Brandsema: There are a few concepts that really need to be highlighted around SMA care relative to this new world that we've been in for the past 5 years, since the first targeted treatment was approved. The first is how critical it is to establish the diagnosis as soon as possible in somebody who's affected. There's been tremendous efforts to educate the frontline community in terms of pediatricians and physical therapists and others who are first interfacing with these people, to ensure that they're thinking about SMA, and that there's also widely available testing, genetically, to confirm the diagnosis. The deletion assay that we do at first is highly sensitive and specific, and then if we don't see something on the deletion assay, we'll sequence the SMN1 gene looking for that 4% or 5% that have a different change. So, establishing the diagnosis is critical so that we can get them on targeted treatment as soon as possible.

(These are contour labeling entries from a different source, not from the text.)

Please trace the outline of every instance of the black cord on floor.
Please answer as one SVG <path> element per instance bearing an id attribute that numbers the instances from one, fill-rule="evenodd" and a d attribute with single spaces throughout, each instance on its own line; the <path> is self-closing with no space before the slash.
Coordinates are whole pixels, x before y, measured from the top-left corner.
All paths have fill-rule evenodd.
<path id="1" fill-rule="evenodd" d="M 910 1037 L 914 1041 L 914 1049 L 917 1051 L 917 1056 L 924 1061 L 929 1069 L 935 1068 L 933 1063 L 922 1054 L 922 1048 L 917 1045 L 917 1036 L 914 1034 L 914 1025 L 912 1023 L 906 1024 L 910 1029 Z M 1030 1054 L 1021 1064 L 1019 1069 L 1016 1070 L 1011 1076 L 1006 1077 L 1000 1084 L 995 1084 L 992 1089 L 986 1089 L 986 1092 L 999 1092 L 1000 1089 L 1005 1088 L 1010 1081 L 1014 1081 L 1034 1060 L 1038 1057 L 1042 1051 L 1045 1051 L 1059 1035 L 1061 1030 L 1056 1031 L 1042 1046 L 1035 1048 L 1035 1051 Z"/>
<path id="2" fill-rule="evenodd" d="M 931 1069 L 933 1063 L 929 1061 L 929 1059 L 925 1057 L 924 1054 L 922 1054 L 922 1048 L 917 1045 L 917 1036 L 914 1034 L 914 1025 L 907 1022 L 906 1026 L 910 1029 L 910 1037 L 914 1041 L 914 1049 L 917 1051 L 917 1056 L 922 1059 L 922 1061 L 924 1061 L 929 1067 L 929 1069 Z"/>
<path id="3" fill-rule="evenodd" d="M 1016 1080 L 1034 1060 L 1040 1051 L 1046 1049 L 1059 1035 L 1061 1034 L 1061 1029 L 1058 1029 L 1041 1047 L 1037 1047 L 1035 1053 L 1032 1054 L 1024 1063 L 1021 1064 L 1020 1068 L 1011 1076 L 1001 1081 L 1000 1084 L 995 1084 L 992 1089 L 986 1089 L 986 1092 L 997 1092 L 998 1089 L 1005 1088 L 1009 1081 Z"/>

But the treatment is not curative, as I said earlier in the conversation too. And so the second really important point that we always talk about with the people involved with the person with SMA—whether it's their family or themselves, if they're older—is that having SMA is a lifelong condition and you need an SMA care team for your life that is focused on optimizing your health. There are nuances to all of the aspects of managing this disease that take expertise from the various specialties involved to make sure that we're making the right decisions together to truly have the most functional life possible with SMA.
And I think that the really key point at the end of the day is that care for this disease is completely different now that we have these treatments available. We've gone from mourning loss with our patients in terms of things that are harder to do and trying to figure out how to still maintain quality of life in the context of more and more challenges and barriers, to visits where we're able to celebrate the things that are new that somebody's able to do. Or the fact that somebody's stayed stable compared to what we would've expected, which is that they would've had more challenges over time. Or even that those challenges aren't progressing at the same pace as they used to is still something to celebrate as a therapeutic effect. So, these clinic visits are much more optimistic, they're a lot of fun to be part of as a team because we're watching videos of what people have done at home or seeing them proudly show the new skills that they have on an examination, for example, and it's made the conversations about realistic expectations with this disease in terms of outcomes to be very different than what they were in the past.
We still can't improve everybody. If you've already experienced quite a significant progression of your SMA before you're able to go on treatment, it's harder to make a big impact on that, but we can stabilize it. And we're still doing more research to try and understand how to do even better. Whether it be other genetically targeted approaches, optimizing what we have with different dosing schedules or different approaches. I mentioned intrathecal gene transfer earlier in the conversation, for example. Or supporting other aspects of how the disease affects the body, like maybe we can use something that augments muscle function or something that augments the communication between nerves and muscles to further improve the outcomes of people with SMA.
We certainly don't think we're done now that we have these 3 options, but we're in a very different place than where we used to be. We want to keep striving to just make a life with SMA as functional as possible.